Burlesque Planète : l’année de la Dragonne.

Impossible de consacrer une série sur le burlesque sans parler d’elle. La papesse. La fondatrice. L’initiatrice. La dragonne.Juliette Dragon, au tatouage de feu, le dos musclé, bardé d’écailles. Une touche à tout géniale, effeuilleuse, danseuse, performeuse, cracheuse de feu, rockeuse.

«La seule drag queen femelle de France«

C’est que la dame est plutôt occupée et nous pourrions placer cet article dans la rubrique « Ma petite entreprise » sans démériter. Car c’est bien une entrepreneuse que je rencontre un soir dans Paris : l’athlète brune, énergique, racée, doublée d’une meneuse de troupe s’assoit en face de moi avec naturel et dynamisme. Pyrotechnicienne, artificière – avec diplôme s’il vous plaît – championne de Viet vo dao, élancée, épaules carrées, allure martiale, à la ville, Juliette s’en laisse encore moins compter que sur la scène qu’elle arpente depuis 19 ans maintenant.

Une scène où elle a mis en application la discipline, la rigueur et la concentration acquises avec la pratique des arts martiaux : elle y plonge enfant par inimitié avec l’univers de la danse : «ce n’était pas le grand amour avec les filles dans les cours». Même rigueur, même travail du corps, développement des capacités musculaires, grâce, fluidité : «c’est une sorte de chorégraphie» qu’elle va vite transplanter dans l’univers des rave parties où elle va faire ses classes au côté de transformistes, d’artistes de cirque, dans des numéros de drag queen. «J’étais peut-être la seule drag queen femelle de France» confesse-t-elle avec humour.

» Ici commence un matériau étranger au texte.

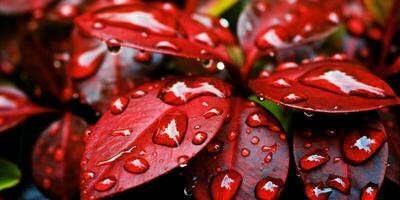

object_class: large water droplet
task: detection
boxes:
[124,157,149,174]
[153,110,188,147]
[255,177,284,200]
[305,182,332,200]
[94,177,117,192]
[203,108,223,119]
[210,169,242,200]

Pyrotechnie et strip-tease

C’est là qu’elle apprend à faire du feu, allant jusqu’à passer son diplôme au terme d’une formation intensive portant sur les normes de sécurité, les principes actifs et chimiques, la législation, … Mais faire du feu avec des costumes grandiloquents et très inflammables, ce n’est pas recommandé. C’est donc logiquement qu’elle en arrivera à mêler pyrotechnie et strip-tease. Un paradoxe dont elle joue avec talent, adorant mettre en avant le côté affriolant de la femme objet pour, au moment de totale vulnérabilité, sortir flammes et étincelles.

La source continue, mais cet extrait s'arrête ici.